Eviction is LRU — the least-recently-fetched entry is dropped when the cache exceeds max_entries.

Example::

cache = TTSAudioCache(tts)
await cache.preload(["Let me check that for you.", "One moment."])
await session.say("One moment.", audio_data=await cache.fetch("One moment."))

Methods

def clear(self) ‑> None
Expand source code
def clear(self) -> None:
    """Drop every entry from the cache."""
    self._store.clear()
    self._locks.clear()

Drop every entry from the cache.

async def fetch(self, text: str, *, voice_id: str | None = None) ‑> bytes
Expand source code
async def fetch(self, text: str, *, voice_id: str | None = None) -> bytes:
    """Return cached PCM bytes for ``text``, synthesizing on first call.
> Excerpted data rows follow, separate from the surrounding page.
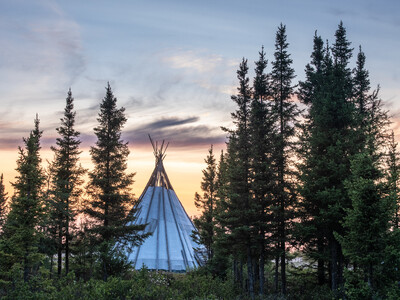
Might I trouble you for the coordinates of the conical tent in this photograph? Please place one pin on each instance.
(170, 246)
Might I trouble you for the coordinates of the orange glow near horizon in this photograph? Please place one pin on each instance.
(183, 166)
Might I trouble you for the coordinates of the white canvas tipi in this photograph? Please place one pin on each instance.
(170, 246)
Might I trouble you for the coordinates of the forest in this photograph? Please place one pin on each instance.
(302, 204)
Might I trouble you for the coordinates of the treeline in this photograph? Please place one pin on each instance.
(303, 204)
(49, 228)
(319, 184)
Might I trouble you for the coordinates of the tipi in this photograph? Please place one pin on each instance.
(170, 246)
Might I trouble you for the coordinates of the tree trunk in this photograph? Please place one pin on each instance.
(59, 251)
(250, 273)
(321, 263)
(241, 274)
(283, 267)
(276, 273)
(262, 266)
(334, 265)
    Concurrent fetches for the same key share a single synthesis — the
    second caller awaits the first instead of triggering a duplicate
    TTS request.
    """
    key = self._key(text, voice_id)
    cached = self._store.get(key)
    if cached is not None:
        self._store.move_to_end(key)
        return cached

    lock = self._locks.setdefault(key, asyncio.Lock())
    async with lock:
        cached = self._store.get(key)
        if cached is not None:
            self._store.move_to_end(key)
            return cached

        audio = await self._synthesize(text, voice_id)
        self._store[key] = audio
        self._store.move_to_end(key)
        self._evict_overflow()
        return audio

Return cached PCM bytes for text, synthesizing on first call.

Concurrent fetches for the same key share a single synthesis — the second caller awaits the first instead of triggering a duplicate TTS request.

async def preload(self, texts: list[str], *, voice_id: str | None = None) ‑> None
Expand source code
async def preload(
    self, texts: list[str], *, voice_id: str | None = None
) -> None:
    """Synthesize and cache a batch of phrases up front (e.g. at startup)."""
    for text in texts:
        await self.fetch(text, voice_id=voice_id)

Synthesize and cache a batch of phrases up front (e.g. at startup).